Carolyn Smith-Kizer - French Colonial Habitante

Pin-fitting and draping back of gown to foundation lining.

Specializing in custom French Colonial clothing hand finished to create more accurate reproduction garments.

Differences are seen between French and Anglo-American colonial dress.

"By 1760, all women now wore a jupon (skirt or petticoat) and the short jacket called a mantelet in New France though elsewhere a casaquin. Pehr Kalm comments on "short skirts which barely reach the middle of the calf." Franquet claimed that Canadian women preferred two-piece ensembles, and indeed less than a third of women's inventories list gowns. … About a third of rural women owned a jupe, yet less than a tenth of urban women did.
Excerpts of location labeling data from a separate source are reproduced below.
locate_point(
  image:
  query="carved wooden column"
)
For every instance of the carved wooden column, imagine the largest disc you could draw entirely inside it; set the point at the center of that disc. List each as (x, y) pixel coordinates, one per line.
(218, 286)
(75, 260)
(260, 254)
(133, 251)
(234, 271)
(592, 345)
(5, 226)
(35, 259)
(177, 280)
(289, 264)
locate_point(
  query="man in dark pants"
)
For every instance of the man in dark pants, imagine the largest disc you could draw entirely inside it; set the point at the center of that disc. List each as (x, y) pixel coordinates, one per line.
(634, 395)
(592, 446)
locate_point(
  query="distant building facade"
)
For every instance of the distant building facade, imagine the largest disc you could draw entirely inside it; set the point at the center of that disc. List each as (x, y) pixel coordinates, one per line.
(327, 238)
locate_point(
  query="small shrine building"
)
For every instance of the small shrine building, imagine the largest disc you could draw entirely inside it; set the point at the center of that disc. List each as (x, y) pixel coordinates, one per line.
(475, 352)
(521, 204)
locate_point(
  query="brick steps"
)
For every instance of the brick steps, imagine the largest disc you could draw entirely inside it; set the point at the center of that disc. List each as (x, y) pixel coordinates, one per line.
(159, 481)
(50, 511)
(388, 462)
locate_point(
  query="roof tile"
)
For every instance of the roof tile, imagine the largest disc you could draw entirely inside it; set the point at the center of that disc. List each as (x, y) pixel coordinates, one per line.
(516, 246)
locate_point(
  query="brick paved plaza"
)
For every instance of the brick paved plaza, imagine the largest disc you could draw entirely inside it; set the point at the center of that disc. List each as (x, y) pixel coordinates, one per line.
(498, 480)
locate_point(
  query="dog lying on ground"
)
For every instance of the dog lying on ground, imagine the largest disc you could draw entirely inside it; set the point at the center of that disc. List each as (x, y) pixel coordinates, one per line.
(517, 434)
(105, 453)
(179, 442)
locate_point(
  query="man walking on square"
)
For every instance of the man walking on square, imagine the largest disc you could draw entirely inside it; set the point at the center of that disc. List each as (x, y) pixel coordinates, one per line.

Conversely, the gown [robe], not worn earlier and still a minority taste among women in general, had become identified with the urban woman, particularly among the commercial and professional strata, rather than with the rural, who clung to the jupon-jacket pairing."

The Material Atlantic: Clothing, Commerce, and Colonization in the Atlantic World, 1650-1800, Robert DuPlessis. Cambridge University Press, 2015, p. 217.

Please contact me to discuss your particular needs–how will the garment you choose fit in with your group's clothing guidelines–do you have special needs or desires? Let me recommend a source for fabric. Will a particular print be appropriate to your time frame? Is a stripe or a particular color a better choice?

All outer, visible stitching done by hand. All edges are machine overcast, clean finished or enclosed in French seams. Linings are cotton or linen. Choice of outer fabric & trims supplied by customer—all linings, interlinings, thread and other notions additional at cost.